Элмо засмеялся, сказал мне: «До скорого!» — и повесил трубку.
Я вернулась к телевизору. Но на экране была такая беспросветная тягомотина, что через несколько минут мои мысли опять переключились на то, что сказал Элмо. Было в его словах что-то такое, что встревожило и насторожило меня.
Если Тилберри Оттерс был таким добропорядочным педантом, как могло случиться, что он сложил чемодан и уехал, даже не известив «Перо» о своем отъезде? Мне это казалось странным. Вот и Перри тоже назвала его «пожилым джентльменом». Если уж Перри считала его «пожилым», каким же старым он должен был казаться Моне Снагг! Поэтому допустить, что она в него влюбилась, было бы абсолютной нелепостью. И чем больше я старалась отогнать от себя эти мысли, тем назойливее они лезли мне в голову.
Опять зазвонил телефон. На этот раз звонила мама Тома. Ему снова стало хуже, и в школу в понедельник он не придет. И не сможет пойти с нами к Эбнеру Кейну.
Я почувствовала, что понедельник надвигается с неумолимой быстротой.
В садике перед домом Эбнера Кейна наконец закипела работа. Лишь только войдя туда, мы услышали, как за огромной кучей из веток, кирпичей, старых покрышек, жестянок из-под пива и колы и свежевыдранных сорняков кто-то с шумом орудует лопатой и киркой. «Да уж, работка — не позавидуешь», — подумала я и обрадовалась, что Эбнеру не пришло в голову поручить расчистку этих непроходимых джунглей нам. Я бы скорее согласилась работать на городской свалке, чем в этом саду.

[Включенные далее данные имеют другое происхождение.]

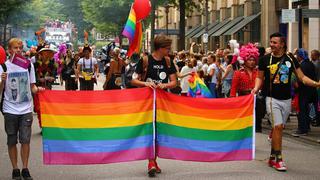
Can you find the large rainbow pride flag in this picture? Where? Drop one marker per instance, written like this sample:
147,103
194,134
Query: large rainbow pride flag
205,129
97,127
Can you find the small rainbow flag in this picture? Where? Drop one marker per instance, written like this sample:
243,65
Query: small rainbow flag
130,27
97,127
205,130
197,88
133,31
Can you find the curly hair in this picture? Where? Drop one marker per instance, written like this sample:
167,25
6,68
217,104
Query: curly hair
249,51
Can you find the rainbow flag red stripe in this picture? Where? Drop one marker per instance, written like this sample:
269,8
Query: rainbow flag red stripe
97,127
205,129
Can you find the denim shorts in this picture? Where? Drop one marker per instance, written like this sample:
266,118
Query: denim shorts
18,125
279,110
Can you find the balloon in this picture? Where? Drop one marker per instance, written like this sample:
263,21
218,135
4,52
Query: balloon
142,9
3,55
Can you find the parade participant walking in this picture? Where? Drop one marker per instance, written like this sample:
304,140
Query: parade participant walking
308,97
275,72
244,80
156,72
213,72
45,72
17,108
68,72
113,78
87,70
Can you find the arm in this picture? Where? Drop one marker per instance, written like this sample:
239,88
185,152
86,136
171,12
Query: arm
227,71
35,89
305,80
258,82
211,73
3,80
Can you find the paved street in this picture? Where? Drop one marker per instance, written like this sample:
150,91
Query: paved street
303,161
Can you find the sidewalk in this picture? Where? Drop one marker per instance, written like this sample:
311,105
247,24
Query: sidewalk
312,137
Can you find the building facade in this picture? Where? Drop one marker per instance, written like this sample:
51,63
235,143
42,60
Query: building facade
243,20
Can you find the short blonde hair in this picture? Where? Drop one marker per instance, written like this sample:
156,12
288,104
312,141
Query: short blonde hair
161,41
13,41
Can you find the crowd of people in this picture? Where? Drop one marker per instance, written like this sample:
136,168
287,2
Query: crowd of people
274,74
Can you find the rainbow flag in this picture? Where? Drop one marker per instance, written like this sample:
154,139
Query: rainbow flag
136,45
133,31
206,130
130,27
97,127
197,88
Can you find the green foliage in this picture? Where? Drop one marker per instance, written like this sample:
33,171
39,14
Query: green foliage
107,16
33,13
8,8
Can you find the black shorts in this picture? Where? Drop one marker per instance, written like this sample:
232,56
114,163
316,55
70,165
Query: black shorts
18,125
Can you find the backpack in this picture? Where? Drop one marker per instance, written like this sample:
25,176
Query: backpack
129,70
4,67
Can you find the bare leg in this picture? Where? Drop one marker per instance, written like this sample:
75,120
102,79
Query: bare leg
277,137
25,151
13,154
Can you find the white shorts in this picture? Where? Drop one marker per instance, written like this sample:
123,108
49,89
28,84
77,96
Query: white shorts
278,110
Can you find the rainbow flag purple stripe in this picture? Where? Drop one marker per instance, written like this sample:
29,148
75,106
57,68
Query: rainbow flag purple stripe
97,127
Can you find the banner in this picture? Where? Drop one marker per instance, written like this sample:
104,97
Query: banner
205,129
98,127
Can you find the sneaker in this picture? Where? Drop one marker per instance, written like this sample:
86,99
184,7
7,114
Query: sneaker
16,174
270,137
271,162
280,166
299,133
152,169
158,170
26,174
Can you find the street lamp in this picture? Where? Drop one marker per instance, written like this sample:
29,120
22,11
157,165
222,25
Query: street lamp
205,35
167,17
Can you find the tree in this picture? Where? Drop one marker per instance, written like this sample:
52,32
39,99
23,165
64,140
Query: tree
6,10
73,11
108,16
184,6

Эбнер Кейн долго не открывал. А когда, наконец, открыл, вид у него был неважный — отсутствующий взгляд, темные круги под глазами. Он вытаращил на нас глаза так, будто не мог понять, что мы здесь делаем.

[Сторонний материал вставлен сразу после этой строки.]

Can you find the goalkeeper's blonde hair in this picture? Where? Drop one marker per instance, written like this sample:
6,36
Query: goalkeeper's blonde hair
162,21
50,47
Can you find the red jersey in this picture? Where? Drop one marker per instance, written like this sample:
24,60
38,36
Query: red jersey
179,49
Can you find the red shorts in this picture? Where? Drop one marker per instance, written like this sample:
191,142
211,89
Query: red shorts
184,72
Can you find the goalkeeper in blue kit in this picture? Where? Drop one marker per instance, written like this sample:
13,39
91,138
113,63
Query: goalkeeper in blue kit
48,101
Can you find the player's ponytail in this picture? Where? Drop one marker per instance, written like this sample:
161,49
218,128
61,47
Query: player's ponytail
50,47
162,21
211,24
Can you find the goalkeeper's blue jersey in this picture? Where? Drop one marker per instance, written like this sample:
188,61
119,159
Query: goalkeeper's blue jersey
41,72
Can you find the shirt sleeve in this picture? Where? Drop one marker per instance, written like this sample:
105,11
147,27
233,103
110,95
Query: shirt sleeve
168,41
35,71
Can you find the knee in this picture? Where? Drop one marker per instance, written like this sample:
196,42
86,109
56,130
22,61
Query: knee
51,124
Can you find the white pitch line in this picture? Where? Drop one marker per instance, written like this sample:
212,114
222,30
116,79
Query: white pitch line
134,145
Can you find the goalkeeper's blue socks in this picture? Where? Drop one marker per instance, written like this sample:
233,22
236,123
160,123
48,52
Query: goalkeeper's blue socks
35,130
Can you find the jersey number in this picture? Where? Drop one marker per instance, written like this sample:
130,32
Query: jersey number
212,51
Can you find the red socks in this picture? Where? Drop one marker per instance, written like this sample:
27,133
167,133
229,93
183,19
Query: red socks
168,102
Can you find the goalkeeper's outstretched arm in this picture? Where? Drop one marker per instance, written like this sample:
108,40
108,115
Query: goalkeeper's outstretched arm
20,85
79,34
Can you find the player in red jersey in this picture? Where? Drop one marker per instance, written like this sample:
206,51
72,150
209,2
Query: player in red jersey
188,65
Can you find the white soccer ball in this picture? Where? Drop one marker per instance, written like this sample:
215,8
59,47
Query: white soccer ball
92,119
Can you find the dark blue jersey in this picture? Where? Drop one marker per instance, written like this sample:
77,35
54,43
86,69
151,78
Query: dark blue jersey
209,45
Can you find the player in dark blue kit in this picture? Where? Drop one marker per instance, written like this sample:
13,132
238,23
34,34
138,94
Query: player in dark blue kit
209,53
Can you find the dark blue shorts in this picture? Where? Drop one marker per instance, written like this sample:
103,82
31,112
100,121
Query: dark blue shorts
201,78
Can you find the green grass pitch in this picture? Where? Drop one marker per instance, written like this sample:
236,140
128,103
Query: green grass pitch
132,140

— Мы пришли приводить в порядок ваш кабинет, мистер Кейн, — напомнила ему я.
Облизнув губы, он широко распахнул дверь. При звуке ударов кирки о кирпич нервно дернул головой. Потом лицо его прояснилось.
— Ах, да! Это садовник, — невнятно произнес он. Его взгляд остановился на нас. — А вы — убирать в кабинете и печатать… Ну да, проходите. Я сейчас схожу наверх за кассетами.
Он оставил нас в залитой красным светом прихожей и вскоре вернулся с двумя кассетами.